The refrences can be found here. The publisher of the dataset being used is US Census Bureau, Department of Commerce. The license of access and use is held by U.S. Government Work.
The data is available as a text file and is also downloadable as a pdf. The pdf version gives the information about what each column denotes. The information on data source, non sampling errors and definitions can be found here.
Month The month for which import of crude oil is provided
Quantity Quantity of crude oil imported (in thousands of barrel)
Change in Quantity The change in the import of crude oil from the previous period stated
Value Value of crude oil imported (in thousands of Dollars)

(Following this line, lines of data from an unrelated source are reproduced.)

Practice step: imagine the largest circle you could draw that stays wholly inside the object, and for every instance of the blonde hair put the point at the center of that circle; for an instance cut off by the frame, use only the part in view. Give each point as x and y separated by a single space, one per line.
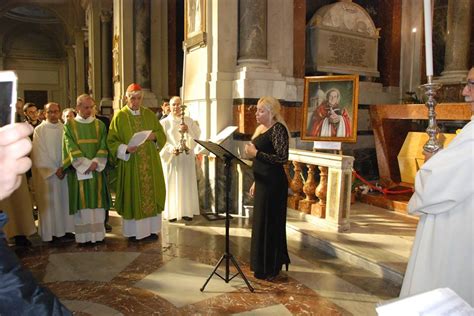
274 107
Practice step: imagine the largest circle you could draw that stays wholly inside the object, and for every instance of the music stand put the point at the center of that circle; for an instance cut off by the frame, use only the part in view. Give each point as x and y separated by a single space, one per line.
228 158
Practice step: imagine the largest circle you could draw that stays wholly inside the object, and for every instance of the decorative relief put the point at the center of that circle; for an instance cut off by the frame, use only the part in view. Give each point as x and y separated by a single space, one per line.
342 38
345 16
347 51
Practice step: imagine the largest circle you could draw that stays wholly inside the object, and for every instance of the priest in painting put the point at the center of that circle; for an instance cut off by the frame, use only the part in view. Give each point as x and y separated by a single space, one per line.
84 160
140 186
48 177
443 250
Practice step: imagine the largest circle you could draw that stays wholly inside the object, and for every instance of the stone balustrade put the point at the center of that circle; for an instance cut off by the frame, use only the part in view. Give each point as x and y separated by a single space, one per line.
330 199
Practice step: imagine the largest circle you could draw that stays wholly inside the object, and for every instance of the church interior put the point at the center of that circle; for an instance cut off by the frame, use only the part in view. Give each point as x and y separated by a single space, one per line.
349 243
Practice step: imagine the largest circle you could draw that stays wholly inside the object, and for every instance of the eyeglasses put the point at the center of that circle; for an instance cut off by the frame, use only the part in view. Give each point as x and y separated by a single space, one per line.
470 84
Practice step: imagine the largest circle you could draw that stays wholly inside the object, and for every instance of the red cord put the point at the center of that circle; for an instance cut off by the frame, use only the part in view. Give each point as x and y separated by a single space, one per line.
382 190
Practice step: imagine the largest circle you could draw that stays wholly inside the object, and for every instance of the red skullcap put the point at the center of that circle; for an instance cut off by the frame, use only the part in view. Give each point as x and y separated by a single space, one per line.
134 87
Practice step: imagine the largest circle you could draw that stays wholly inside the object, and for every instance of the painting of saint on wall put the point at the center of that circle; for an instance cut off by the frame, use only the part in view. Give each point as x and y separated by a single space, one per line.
330 108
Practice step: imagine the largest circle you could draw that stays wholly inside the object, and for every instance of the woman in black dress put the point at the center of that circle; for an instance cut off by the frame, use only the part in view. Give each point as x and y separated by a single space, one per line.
269 148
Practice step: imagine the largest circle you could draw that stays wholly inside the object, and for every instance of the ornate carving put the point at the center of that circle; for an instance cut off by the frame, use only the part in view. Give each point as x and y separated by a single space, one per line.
116 57
345 16
308 189
319 209
296 186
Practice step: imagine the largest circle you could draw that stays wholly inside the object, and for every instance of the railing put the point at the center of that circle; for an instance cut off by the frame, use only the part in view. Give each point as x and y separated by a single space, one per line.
330 199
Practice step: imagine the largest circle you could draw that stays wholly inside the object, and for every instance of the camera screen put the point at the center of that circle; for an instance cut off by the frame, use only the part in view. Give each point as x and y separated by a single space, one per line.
6 102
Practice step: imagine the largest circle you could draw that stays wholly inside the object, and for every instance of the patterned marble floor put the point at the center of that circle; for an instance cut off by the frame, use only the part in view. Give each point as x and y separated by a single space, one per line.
164 277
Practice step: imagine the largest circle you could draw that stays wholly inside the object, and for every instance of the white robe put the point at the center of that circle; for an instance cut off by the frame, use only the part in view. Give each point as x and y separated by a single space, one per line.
89 223
180 171
443 250
51 192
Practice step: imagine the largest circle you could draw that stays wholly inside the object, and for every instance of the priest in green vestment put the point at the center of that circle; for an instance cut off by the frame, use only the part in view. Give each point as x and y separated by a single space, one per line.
140 185
84 159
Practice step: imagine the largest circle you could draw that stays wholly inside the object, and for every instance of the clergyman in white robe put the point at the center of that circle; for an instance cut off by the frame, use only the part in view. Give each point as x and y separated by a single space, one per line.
182 199
51 191
443 250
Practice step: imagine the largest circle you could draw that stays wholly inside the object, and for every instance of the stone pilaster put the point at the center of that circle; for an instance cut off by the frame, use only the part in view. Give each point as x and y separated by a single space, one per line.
141 10
106 56
72 84
458 35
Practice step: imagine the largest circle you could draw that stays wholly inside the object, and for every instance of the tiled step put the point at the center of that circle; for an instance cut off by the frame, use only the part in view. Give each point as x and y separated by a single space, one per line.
379 240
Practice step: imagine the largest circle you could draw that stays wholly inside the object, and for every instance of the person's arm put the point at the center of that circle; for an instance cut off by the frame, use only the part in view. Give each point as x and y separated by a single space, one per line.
280 143
102 153
115 142
14 161
446 180
42 163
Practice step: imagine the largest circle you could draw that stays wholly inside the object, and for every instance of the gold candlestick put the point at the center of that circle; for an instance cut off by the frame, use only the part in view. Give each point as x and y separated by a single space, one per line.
432 145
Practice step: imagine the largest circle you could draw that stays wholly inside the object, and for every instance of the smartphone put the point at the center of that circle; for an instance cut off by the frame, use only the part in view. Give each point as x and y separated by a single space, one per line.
8 97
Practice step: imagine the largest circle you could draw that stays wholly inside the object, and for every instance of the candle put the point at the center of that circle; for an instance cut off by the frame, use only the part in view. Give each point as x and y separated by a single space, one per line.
428 38
413 35
185 52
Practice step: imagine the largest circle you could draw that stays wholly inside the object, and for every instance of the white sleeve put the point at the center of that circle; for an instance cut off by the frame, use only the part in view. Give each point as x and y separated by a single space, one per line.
122 152
81 164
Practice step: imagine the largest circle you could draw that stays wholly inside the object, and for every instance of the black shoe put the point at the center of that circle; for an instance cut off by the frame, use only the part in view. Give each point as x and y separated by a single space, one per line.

Change in Value The change in the amount spent on import of crude oil from the previous period stated
Unit Price Price of one unit crude oil imported (in Dollars)
Change in Price The change in the price of one unit of crude oil compared to the previous period stated
The data is imported from the .txt file using read_table. The raw data has 286 observations and 13 variables.
url<-"http://www.census.gov/foreign-trade/statistics/historical/petr.txt"
library(readr)
library(tidyverse)
dataset<-read_table(url, col_names = FALSE, skip = 12)
dataset.tibble<-as_tibble(dataset)
dataset.tibble
The data looked mostly clean and did not had any missing values as such. But the Major Challenges I have encountered are :
1. The “Misc” Column has two columns merged which have to be Separated.
2. After that is done the last seven columns have to be gathered in continuation of the existing rows which would then double the entries.
3. Add a “Year” Column.
delrows<-function(df,n){df[-seq(1,nrow(df), by=n),]}
dataset1<-delrows(dataset,14)
colnames(dataset1)<-c("Month", "Quantity", "Change in Quantity", "Value", "Change in Value", "Unit Price", "Misc", "Quantity", "Change in Quantity", "Value", "Change in Value", "Unit Price", "Change in Price")
dataset1.tibble<-as_tibble(dataset1)
dataset1.tibble
After Cleaning the data completely I would analyse the data to achieve the following objectives:
-> Visualize the trend in imports of crude oil by U.S. over the years.
-> Calculate the statistics of amount spent on the crude oil in each individual year which would give an idea about the trend of consumption in an year that is over which quarter is consumption the highest.
-> I would try to evalute that over what factors does the price of a unit depends and how has this changed over years.